Assuming the presence of  $O_W(x)$  in the option list of  $T_3$  (as shown in 3(a)) it is easy to see that W(x,1) of  $T_3$  can not put a read option in its own option



Fig. 7. The loLRA transitions for the program Oscillation 4 (Example 5).

list (see condition 1 of WRITE step) which is necessary as justification for the future write W(y,1) of  $T_3$  (again using similar arguments as discussed above). Therefore, the current case is forbidden by the lossy loLRA semantics.

- W(x,1) executes after W(x,2): This condition is depicted as 3(b), where the write W(x,2) of  $T_1$  has replaced the write option  $O_W(x)$  in the option lists of  $T_2$  with a read option  $o_{x,2}$ . Again, as discussed in the previous case (for justifying the future write W(y,1) of  $T_3$ ), the write W(x,2) of  $T_1$  should also place a read option  $o_{x,2}$  in the option lists of  $T_3$  at the specified location. Now, as shown in 3(b), the write W(x,1) of  $T_3$  can not put a read option in its own option list (due to the presence of an earlier  $o_{x,2}$ ) which is necessary as justification for the future write W(y,1) of  $T_3$ . Thus, the current case is also forbidden by the lossy loLRA semantics.

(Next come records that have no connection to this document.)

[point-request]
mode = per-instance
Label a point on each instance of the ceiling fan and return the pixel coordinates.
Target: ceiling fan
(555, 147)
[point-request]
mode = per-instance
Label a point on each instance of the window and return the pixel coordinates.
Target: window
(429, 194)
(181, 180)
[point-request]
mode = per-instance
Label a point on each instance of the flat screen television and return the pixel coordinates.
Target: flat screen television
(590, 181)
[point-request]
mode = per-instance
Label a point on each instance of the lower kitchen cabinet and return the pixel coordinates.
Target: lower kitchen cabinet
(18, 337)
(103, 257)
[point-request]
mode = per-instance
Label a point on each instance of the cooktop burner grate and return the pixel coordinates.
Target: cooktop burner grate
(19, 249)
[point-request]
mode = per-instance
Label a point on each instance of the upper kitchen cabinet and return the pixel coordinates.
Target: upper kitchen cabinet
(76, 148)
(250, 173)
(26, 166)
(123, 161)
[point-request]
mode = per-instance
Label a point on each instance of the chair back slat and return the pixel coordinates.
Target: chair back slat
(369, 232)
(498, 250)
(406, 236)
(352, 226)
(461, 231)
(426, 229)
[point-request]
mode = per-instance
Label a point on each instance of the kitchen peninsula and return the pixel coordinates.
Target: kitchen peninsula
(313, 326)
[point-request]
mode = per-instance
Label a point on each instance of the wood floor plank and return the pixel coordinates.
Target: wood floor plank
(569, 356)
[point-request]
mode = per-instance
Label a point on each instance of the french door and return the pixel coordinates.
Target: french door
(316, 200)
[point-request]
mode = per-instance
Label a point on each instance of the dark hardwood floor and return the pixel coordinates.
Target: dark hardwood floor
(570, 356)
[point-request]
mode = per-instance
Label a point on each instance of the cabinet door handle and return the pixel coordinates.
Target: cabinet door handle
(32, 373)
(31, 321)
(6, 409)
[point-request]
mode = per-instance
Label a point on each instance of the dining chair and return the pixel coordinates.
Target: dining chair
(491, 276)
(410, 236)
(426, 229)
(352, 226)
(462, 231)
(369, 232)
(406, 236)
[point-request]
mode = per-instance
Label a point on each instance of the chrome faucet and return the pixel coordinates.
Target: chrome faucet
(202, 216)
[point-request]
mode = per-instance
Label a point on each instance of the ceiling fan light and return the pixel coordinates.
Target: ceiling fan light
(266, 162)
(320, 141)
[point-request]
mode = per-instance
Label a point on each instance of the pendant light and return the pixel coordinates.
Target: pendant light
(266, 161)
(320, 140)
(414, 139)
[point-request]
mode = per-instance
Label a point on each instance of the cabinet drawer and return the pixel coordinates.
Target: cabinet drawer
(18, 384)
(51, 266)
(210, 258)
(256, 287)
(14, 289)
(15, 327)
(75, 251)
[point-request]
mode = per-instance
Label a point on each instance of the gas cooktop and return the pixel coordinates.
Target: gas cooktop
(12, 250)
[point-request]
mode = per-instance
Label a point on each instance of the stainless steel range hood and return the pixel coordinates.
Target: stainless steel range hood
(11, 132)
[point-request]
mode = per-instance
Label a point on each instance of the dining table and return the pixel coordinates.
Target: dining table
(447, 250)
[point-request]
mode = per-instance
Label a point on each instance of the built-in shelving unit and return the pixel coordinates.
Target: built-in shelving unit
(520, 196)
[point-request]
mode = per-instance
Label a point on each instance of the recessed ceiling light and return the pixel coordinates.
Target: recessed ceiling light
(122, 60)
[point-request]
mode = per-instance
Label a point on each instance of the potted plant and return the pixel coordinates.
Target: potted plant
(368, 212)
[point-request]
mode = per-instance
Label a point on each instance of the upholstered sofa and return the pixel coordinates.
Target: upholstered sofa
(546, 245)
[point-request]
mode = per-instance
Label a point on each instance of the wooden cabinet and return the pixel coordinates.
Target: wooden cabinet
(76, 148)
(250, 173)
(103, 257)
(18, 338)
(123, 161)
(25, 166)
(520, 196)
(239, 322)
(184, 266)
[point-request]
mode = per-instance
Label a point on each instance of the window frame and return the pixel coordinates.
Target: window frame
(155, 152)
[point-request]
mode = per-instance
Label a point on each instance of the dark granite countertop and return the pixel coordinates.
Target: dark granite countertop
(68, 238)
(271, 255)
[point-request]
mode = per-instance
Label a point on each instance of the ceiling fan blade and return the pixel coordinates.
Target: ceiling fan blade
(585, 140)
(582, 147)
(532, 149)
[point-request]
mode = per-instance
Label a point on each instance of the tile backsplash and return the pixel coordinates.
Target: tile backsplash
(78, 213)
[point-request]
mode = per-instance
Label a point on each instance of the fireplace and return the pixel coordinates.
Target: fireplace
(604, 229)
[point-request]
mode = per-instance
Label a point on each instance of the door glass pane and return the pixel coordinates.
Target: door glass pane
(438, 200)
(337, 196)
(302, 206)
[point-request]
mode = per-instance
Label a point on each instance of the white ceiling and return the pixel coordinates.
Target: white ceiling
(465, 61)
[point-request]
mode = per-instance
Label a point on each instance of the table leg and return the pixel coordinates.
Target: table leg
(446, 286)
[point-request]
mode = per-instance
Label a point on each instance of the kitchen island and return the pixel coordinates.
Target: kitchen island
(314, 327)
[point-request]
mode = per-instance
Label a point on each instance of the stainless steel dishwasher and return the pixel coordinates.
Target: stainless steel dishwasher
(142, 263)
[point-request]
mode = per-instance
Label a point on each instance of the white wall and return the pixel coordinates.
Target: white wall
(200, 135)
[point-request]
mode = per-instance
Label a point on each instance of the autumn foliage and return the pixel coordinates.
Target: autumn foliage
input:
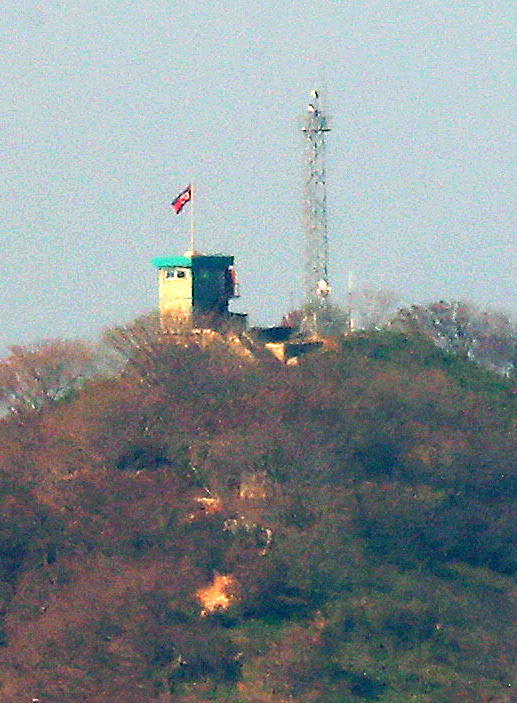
(205, 525)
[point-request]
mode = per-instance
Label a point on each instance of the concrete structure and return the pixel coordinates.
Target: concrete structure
(195, 290)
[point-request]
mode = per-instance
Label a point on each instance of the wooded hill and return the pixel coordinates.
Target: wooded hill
(203, 526)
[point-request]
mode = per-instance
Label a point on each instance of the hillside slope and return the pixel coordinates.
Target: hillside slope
(206, 528)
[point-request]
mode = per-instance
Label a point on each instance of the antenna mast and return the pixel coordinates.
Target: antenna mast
(317, 288)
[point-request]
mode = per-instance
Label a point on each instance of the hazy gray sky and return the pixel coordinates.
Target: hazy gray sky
(109, 109)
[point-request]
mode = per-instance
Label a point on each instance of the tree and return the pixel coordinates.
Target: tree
(44, 373)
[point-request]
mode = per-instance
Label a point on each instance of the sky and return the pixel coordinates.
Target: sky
(109, 109)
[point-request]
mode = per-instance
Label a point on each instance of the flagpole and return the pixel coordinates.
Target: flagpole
(192, 220)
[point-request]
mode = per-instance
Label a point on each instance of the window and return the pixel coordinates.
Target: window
(176, 273)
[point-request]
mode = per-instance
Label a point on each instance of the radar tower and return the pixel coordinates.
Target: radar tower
(317, 287)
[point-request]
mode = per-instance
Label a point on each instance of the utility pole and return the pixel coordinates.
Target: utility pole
(317, 287)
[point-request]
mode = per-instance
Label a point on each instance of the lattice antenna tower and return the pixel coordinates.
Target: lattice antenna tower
(317, 288)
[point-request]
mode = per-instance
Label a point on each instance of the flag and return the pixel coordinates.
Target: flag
(182, 199)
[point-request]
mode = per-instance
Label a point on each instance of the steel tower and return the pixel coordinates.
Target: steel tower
(317, 288)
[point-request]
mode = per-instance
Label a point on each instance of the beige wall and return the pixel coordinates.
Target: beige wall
(175, 293)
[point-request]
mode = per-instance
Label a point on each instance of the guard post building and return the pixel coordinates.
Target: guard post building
(195, 290)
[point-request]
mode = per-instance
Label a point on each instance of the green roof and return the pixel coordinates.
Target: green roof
(169, 261)
(202, 260)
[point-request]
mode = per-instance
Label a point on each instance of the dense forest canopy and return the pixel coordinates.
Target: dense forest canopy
(204, 524)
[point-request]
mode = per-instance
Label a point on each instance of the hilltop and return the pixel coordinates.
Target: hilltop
(206, 525)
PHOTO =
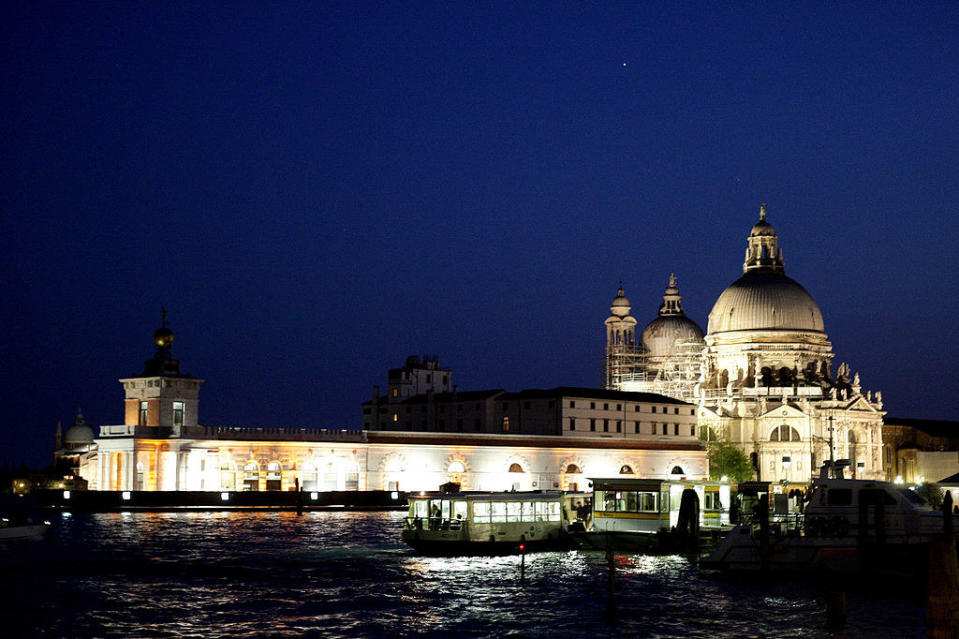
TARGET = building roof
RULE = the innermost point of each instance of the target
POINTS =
(934, 427)
(533, 441)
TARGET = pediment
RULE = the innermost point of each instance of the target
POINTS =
(860, 404)
(783, 411)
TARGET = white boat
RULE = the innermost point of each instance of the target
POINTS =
(14, 531)
(848, 526)
(491, 522)
(647, 514)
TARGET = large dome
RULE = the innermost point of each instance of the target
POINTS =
(660, 336)
(765, 300)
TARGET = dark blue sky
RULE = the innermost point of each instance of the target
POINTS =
(317, 190)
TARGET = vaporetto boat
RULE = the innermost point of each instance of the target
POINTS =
(647, 515)
(492, 522)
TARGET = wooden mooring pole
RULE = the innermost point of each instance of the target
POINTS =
(942, 607)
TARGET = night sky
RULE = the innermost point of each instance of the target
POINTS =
(316, 191)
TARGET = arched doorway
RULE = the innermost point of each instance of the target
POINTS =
(227, 475)
(251, 476)
(274, 476)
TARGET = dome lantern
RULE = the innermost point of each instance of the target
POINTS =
(763, 252)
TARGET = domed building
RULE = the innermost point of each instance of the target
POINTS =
(767, 383)
(762, 375)
(666, 358)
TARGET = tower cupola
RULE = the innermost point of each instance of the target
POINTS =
(763, 252)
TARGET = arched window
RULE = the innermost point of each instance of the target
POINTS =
(274, 477)
(251, 476)
(784, 433)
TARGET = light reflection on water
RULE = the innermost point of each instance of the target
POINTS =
(342, 574)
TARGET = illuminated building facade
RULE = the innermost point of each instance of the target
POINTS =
(762, 375)
(535, 440)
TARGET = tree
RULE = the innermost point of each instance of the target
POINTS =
(931, 493)
(725, 458)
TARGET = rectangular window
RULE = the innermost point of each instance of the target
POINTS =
(178, 414)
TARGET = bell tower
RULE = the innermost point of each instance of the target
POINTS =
(161, 397)
(620, 341)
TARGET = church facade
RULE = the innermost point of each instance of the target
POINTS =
(762, 373)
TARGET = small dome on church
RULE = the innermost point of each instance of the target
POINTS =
(79, 433)
(669, 334)
(163, 337)
(620, 306)
(672, 331)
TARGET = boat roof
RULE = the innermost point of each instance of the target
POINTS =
(498, 496)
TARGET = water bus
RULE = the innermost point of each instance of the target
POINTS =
(655, 514)
(847, 526)
(492, 522)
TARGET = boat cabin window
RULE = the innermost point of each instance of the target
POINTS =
(874, 496)
(839, 496)
(420, 508)
(629, 501)
(913, 497)
(711, 500)
(515, 511)
(459, 510)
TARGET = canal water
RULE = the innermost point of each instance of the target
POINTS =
(346, 574)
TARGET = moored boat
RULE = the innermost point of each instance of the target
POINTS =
(655, 515)
(492, 522)
(847, 526)
(16, 530)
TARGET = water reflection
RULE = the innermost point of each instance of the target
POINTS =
(342, 574)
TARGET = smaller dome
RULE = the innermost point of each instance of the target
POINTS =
(663, 336)
(620, 306)
(163, 337)
(79, 433)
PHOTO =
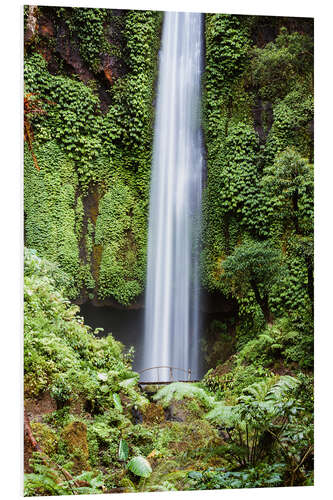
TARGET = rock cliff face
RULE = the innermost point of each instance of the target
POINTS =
(92, 73)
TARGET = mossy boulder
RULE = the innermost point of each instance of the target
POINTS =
(45, 437)
(153, 414)
(75, 437)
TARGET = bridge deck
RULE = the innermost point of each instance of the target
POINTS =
(168, 382)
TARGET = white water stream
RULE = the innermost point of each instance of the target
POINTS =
(171, 335)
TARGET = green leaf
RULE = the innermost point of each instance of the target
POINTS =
(123, 450)
(140, 466)
(117, 402)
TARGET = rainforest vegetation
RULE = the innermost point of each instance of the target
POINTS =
(89, 94)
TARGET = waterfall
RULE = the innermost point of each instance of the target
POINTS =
(171, 334)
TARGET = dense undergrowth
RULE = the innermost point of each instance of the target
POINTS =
(258, 201)
(88, 155)
(249, 422)
(102, 430)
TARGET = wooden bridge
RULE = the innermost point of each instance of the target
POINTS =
(171, 369)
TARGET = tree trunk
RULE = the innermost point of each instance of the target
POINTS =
(31, 26)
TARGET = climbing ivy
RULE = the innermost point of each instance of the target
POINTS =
(259, 187)
(92, 157)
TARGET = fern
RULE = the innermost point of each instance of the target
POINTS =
(180, 390)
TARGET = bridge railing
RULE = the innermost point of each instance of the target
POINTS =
(171, 369)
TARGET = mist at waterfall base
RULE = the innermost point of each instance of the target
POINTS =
(168, 332)
(171, 337)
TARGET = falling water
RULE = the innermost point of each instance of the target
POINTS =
(171, 315)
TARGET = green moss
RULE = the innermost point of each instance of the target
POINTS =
(45, 437)
(80, 152)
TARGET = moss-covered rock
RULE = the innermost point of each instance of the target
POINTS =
(75, 437)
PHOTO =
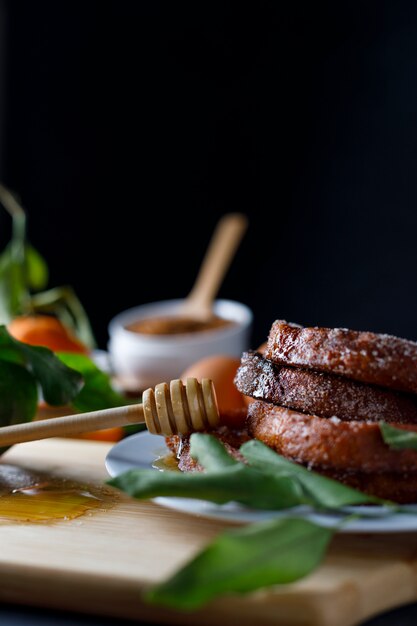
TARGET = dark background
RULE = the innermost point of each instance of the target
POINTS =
(129, 128)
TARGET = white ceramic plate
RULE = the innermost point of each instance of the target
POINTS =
(143, 449)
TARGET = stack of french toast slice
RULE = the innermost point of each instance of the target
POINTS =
(318, 396)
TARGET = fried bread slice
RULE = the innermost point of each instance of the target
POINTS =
(328, 443)
(318, 393)
(368, 357)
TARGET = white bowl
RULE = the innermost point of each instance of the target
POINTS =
(145, 360)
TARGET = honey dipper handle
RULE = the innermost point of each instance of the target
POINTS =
(71, 424)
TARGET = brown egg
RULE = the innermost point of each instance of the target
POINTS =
(221, 369)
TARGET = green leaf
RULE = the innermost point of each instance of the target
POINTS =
(239, 561)
(60, 384)
(210, 452)
(238, 483)
(323, 492)
(13, 290)
(65, 304)
(18, 393)
(37, 274)
(97, 392)
(398, 438)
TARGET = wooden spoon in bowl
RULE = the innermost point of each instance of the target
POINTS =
(229, 231)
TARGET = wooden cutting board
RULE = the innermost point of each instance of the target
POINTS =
(99, 562)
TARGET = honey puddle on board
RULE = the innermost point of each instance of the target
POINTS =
(30, 496)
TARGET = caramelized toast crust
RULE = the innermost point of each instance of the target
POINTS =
(378, 359)
(325, 395)
(329, 444)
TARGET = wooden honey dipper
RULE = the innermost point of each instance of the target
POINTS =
(166, 410)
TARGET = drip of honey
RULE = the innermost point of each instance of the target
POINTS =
(166, 462)
(30, 496)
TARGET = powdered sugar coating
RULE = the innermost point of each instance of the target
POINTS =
(322, 394)
(379, 359)
(320, 443)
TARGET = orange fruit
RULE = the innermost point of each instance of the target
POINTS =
(45, 330)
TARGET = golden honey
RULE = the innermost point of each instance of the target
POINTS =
(30, 496)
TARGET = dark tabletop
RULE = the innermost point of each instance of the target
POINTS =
(11, 615)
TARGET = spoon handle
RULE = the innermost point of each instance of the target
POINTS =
(226, 238)
(71, 424)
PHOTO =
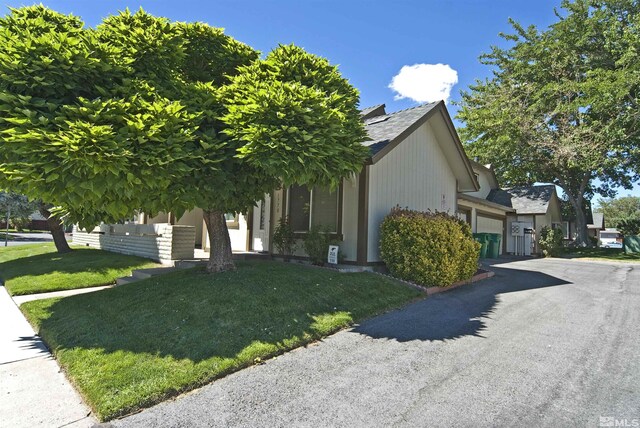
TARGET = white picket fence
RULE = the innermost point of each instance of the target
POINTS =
(162, 242)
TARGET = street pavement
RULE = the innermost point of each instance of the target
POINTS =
(545, 343)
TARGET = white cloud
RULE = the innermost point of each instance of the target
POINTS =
(424, 82)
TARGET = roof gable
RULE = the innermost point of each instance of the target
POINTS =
(388, 130)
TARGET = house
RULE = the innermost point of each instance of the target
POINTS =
(416, 161)
(482, 214)
(535, 207)
(597, 226)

In the discussions so far (particularly related to cases 1(a), 2(a), and 3(a) of the previous examples), we observed that marking the end of newly added read options (using a pre-existing write option) is helpful in forbidding oscillations. In all of these cases it is easy to see (using exactly similar arguments) that we can also forbid these oscillatory behaviors by requiring (in conditions 1 and 2 of the WRITE step) that the beginning of newly added read options be marked using a pre-existing write option. Next example illustrates the distinctive advantage of marking the end over marking the beginning.

Example 5. Consider execution graph (Osc 4) corresponding to the annotated outcome of (Oscillation 4) shown in Figure 7. The constraint local-read-coherence forbids this execution graph since we have (1)  $G.hb|_{loc} \setminus G.rf$  from W(x,1) to the third read R(x,2) of  $T_2$ ; (2) G.hb from the third read R(x,2) of  $T_2$  to the last read R(x,1) of  $T_2$ ; and (3) rf from W(x,1) to the last read R(x,1) of  $T_2$ .

Consider the following two possibilities (4(b) and 4(a) of Figure 7) corresponding to this outcome where: (1) W(x, 1) executes after W(x, 2); and (2) W(x, 1) executes before W(x, 2).

Assuming (1) and using arguments similar to Example 4, we land in configuration 4(b) which is not allowed by the lossy loLRA semantics. However, note that assuming (2) we get a contradiction only because  $O_W(x)$  is present at the specified location in 4(a) to mark the end of new read options in the option list of  $T_2$  (by the write W(x, 2) of thread  $T_1$ ). Instead, if we choose to mark the beginning (and not the end) of new read options in the option list of  $T_2$  we result in the configuration of 4(c) resulting in the absence of any pre-existing  $O_W(x)$  at the end of the new entries. In this case, we observe that there is a trace of lossy loLRA (for the annotated outcome of (Oscillation 4)) in which W(x, 1) and W(y, 1) of  $T_3$  appears before W(x, 2) of  $T_1$ .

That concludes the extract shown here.